Introduction

This week we’ve been tasked with building a single page application entirely in Javascript. This means no other frameworks so no Jasmine, Node, Express, or jQuery to help out. The first challenge we had to solve is that without a testing framework, it becomes pretty difficult to test drive your applications development.

So to fix this, our first task was to build our own custom test framework to allow us to TDD the application.

Snap - It’s a Match.

Let’s start with some matchers. The core functionality of a testing framework comes from being able to assert one thing is the same as or different from another.

So lets start with a simple function that checks if the two arguments given to it are equal, and returns a nice PASS/FAIL message.

function equal(a,b) {
  if (a.toString() === b.toString()) {
    return('PASS - '+ a + " equals " + b);
  }
  else {
    return('FAIL - '+ a + " doesn't equal " + b);
  }
}

There’s an interesting distinction to be made in javascript between the == and === operator.

  • == is an abstract equality. It will attempt to resolve different data types if different.
  • === is a strict equality operator. The objects must be of the same type to pass.
console.log('5' == 5) // true
console.log('5' == '5') // true

console.log('5' === 5) // false
console.log('5' === '5') // true

In our matcher we have forced the coercion to be to a string, and then checked the strict equality. The abstract equality follows different rules for how it attempts to resolve data types, which can lead to difficulties.

The reason we need to coerce at all is for arrays. In javascript, two arrays are not the same, even if they have the same content:

console.log([1,2,3,4] === [1,2,3,4]) //false
console.log([1,2,3,4].toString() === [1,2,3,4].toString()) //true

Let’s quickly add a contains matcher, to check if one object contains the other. We’ll use the indexOf method, which returns -1 if the object does not contain the search string. indexOf is a nice method to use as it is defined for both strings and arrays. Remember these indexes start at 0:

[1,2,3,4].indexOf(2) // 1
'Hello Reader'.indexOf('l') //2

So our matcher becomes:

function contains(container, target) {
  if (container.indexOf(target) === -1) {
    return('FAIL - '+ container + " doesn't include " + target);
  }
  else {
    return('PASS - '+ container + " includes " + target);
  }
}

These two matchers represent the vast majority of the immediate functionality we’ll need. Using this template we can add more as needed, but lets move on to the remainder of the framework.

Before It Describe

Lets turn to some of the other elements of our testing framework. We need It and Describe blocks to give some structure and content to our code, but these will do little more than invoke the code block we give them:

function describe(description, itBlock) {
  console.log("DESCRIPTION: " + description);
  itBlock();
}

function it(itDescription, test) {
  console.log('   IT: ' + itDescription);
  test();
}

Before blocks are slightly more difficult. We want to invoke the before block before we run each it block.

Lets allow the user to define a before block in there code and then just call it when we run the it block. We’ll need to account for the chance the user has not defined a before block.

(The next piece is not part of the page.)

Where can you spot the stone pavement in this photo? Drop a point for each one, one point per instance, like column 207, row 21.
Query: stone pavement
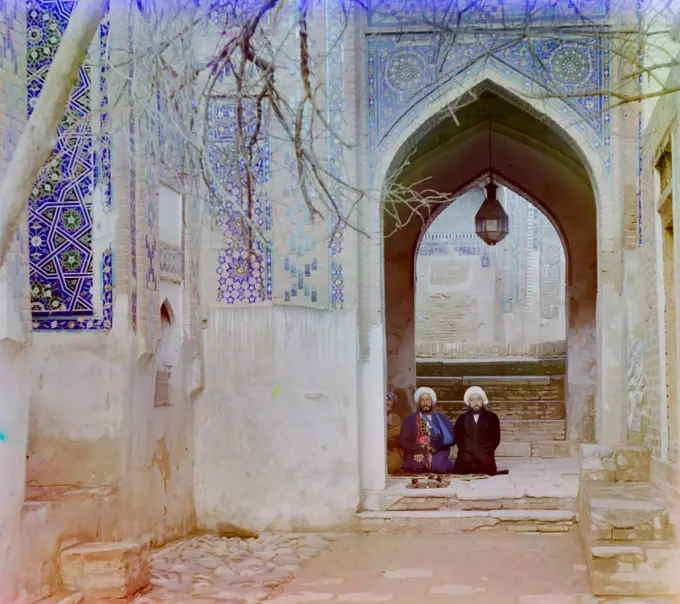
column 485, row 567
column 528, row 478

function it(itDescription, test) {
  console.log('   IT: ' + itDescription);
  (beforeEach || Function)();
  test();
}

Here we use the || function to return either the beforeEach if defined, or otherwise the blank function object which will have no effect if called.

With these pieces in place, we can write a suite of simple tests:

describe("Note", function(){

  beforeEach(function(){
    note = new Note("Practice Note", "This is a practice note, it's not very interesting");
    return "done!";
  });

  it("should have a title", function(){
    expect(equal(note.title, "Practice Note"));
  });

  it("should have content", function() {
    expect(equal(note.content, "This is a practice note, it's not very interesting"));
  });

  it("should preview first 20 characters", function() {
    expect(equal(note.preview(), "This is a practice n"));
  });

});

We can build other elements on top of our framework as needed, but with these elements we can test most simple objects. We can also use Javascript’s built in DOM-manipulation methods to allow us to feature test our websites!